Expression tree of () => personInstance.FirstName (the diagram is made using draw.io)

Now we can use the above information to implement PrintProperty3 method.

static void PrintProperty3(Expression<Func<string>> propertyExpression)
{
    var memberExpression = propertyExpression.Body as MemberExpression;
    var implicitMemberExpression = memberExpression.Expression as MemberExpression;
    var objectName = implicitMemberExpression.Member.Name;
    var constantExpression = implicitMemberExpression.Expression as ConstantExpression;
    var owner = constantExpression.Value;

    var obj = owner.GetType().GetField(objectName).GetValue(owner);
    var property = memberExpression.Member as PropertyInfo;

    Console.WriteLine($"{property.Name}: {property.GetValue(obj)}");
}

// ... inside the main method
PrintProperty3(() => personInstance.FirstName);

In this approach, the method body is longer compared to the ones in previous approaches. However, when it comes to using it, passing the property is more straightforward. We can feel that we’re actually passing a property. In this case if we decide to rename FirstName property to Name we will get a compilation error. This approach is not completely safe though, we can pass () => “Hello” as the parameter! But at least we’re not relying on strings to specify properties. I personally prefer not to use nameof expression unless there is no better choice.

We just learned a new technique to specify properties. In the next part I’ll explain how this technique can be used in WPF/Xamarin.Forms applications. If you don’t know or care about WPF or Xamarin.Forms you can skip this part.

Applications in WPF/Xamarin.Forms

XAML-based technologies in C# like WPF or Xamarin.Forms, provide an ICommand interface to implement command design pattern.

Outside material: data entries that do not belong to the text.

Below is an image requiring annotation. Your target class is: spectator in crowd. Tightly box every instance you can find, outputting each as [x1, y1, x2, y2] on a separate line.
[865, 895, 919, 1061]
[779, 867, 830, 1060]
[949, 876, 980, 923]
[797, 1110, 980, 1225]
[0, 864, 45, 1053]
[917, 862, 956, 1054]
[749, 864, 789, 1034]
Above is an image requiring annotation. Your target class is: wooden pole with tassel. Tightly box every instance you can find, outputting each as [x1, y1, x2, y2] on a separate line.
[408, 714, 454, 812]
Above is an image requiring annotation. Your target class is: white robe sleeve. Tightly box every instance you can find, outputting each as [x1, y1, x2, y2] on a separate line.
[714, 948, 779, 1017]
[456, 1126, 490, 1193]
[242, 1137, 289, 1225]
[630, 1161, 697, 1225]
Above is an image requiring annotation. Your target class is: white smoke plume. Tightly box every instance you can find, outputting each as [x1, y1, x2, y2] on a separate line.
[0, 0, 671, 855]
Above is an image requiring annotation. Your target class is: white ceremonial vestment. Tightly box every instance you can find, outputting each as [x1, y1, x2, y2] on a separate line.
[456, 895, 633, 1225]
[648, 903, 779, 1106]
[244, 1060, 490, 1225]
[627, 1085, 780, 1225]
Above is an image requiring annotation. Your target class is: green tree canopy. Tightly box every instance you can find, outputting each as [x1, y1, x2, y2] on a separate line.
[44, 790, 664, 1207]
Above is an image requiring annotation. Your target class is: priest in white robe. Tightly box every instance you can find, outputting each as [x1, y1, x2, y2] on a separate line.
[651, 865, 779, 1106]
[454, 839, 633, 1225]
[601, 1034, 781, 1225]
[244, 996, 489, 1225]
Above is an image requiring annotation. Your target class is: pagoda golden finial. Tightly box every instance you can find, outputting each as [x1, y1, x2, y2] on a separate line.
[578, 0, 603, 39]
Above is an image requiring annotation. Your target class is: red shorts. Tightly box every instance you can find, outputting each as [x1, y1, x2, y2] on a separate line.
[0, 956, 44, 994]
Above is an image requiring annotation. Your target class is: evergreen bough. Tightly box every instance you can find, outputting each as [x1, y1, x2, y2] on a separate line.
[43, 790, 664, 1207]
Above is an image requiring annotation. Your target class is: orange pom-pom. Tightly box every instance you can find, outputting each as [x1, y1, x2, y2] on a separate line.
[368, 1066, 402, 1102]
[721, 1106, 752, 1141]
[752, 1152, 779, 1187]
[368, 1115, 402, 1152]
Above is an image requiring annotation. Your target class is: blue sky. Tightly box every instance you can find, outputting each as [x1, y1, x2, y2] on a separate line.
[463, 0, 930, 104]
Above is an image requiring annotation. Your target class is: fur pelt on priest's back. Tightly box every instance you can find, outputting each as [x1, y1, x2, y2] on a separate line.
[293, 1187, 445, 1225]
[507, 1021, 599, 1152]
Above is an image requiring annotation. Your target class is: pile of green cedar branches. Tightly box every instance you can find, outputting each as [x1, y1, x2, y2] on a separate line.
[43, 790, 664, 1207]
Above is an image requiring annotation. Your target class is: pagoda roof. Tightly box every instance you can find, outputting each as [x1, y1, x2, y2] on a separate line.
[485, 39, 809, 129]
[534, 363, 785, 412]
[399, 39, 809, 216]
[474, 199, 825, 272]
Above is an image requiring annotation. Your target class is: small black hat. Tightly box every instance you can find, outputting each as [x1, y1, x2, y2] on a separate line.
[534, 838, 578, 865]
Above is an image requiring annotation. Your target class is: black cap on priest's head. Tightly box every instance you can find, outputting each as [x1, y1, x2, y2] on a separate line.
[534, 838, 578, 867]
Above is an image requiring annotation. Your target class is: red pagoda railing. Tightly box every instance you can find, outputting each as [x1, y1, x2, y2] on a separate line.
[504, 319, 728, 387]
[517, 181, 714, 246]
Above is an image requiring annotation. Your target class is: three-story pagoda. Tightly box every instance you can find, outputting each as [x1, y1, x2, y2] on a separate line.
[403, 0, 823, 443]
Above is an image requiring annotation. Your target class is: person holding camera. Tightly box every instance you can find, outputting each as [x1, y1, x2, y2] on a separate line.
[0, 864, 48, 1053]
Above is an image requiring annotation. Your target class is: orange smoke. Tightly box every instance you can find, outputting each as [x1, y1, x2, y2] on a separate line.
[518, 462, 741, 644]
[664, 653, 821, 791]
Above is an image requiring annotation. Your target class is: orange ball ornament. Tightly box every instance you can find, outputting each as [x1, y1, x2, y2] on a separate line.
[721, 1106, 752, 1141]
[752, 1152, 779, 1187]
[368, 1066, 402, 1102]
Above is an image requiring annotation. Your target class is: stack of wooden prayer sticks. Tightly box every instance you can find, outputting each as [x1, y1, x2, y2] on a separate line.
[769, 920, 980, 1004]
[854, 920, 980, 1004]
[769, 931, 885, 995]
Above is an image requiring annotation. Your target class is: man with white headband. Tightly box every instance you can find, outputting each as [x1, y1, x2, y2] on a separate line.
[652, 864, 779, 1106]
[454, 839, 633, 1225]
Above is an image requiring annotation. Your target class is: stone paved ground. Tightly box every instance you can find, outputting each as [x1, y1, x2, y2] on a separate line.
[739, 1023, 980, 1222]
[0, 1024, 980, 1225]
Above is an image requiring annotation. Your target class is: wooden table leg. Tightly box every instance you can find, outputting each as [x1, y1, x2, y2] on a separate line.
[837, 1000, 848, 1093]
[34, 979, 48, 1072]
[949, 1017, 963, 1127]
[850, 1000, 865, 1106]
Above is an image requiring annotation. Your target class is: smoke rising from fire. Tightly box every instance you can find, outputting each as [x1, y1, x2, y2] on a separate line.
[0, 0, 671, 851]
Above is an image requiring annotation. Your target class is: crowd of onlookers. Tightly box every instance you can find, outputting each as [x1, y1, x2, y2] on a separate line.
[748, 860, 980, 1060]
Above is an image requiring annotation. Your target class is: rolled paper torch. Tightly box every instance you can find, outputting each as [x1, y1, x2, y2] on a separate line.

It is common among developers to use a single DelegateCommand -or RelayCommand– class to create new commands instead of creating a new class and implementing ICommand for each new command. Let’s assume that you have a sign up form. There is a “I Agree to the Terms” checkbox that is bound to a bool property named Agreed in your view model. There is also a button that must be disabled if the checkbox is not checked. You create your command inside your view model this way:

// define SubmitCommand property inside the view model
DelegateCommand SubmitCommand { get; set; }

// ... inside the constructor
this.SubmitCommand = new DelegateCommand(this.Submit(), () => this.Agreed);

Obviously, the submit button on your form must be bound to SubmitCommand property. This way, even if you check the checkbox, you’ll notice that the button won’t be enabled. That’s because the button won’t automatically check your CanExecute command to see if it’s changed. If your CanExecute function depends on some of the properties in your view model, you should fire CanExecute event of DelegateCommand manually every time one of these properties is changed. It’s fine to add this.SubmitCommand.RaiseCanExecuteChanged() to the getter of Agreed property. But suppose that you have many commands that depend on Agreed property and also your SubmitCommand depends on some other properties. You’ll end up with ugly getters, and it would become a headache to manage their relations. However, you can take advantage of INotifyPropertyChanged interface and use the technique explained above to tell your commands to observe the properties. You can implement a method in your DelegateCommand class to watch for property changes. And then you can simply initialize your SubmitCommand this way:

this.SubmitCommand = new DelegateCommand(this.Submit(), () => this.Agreed);
this.SubmitCommand.ObservesProperty(() => this.Agreed);

And you’re done.

As a bonus, the Prism library has a nice implementation of DelegateCommand class with an ObservesProperty method. You can check it out on their github.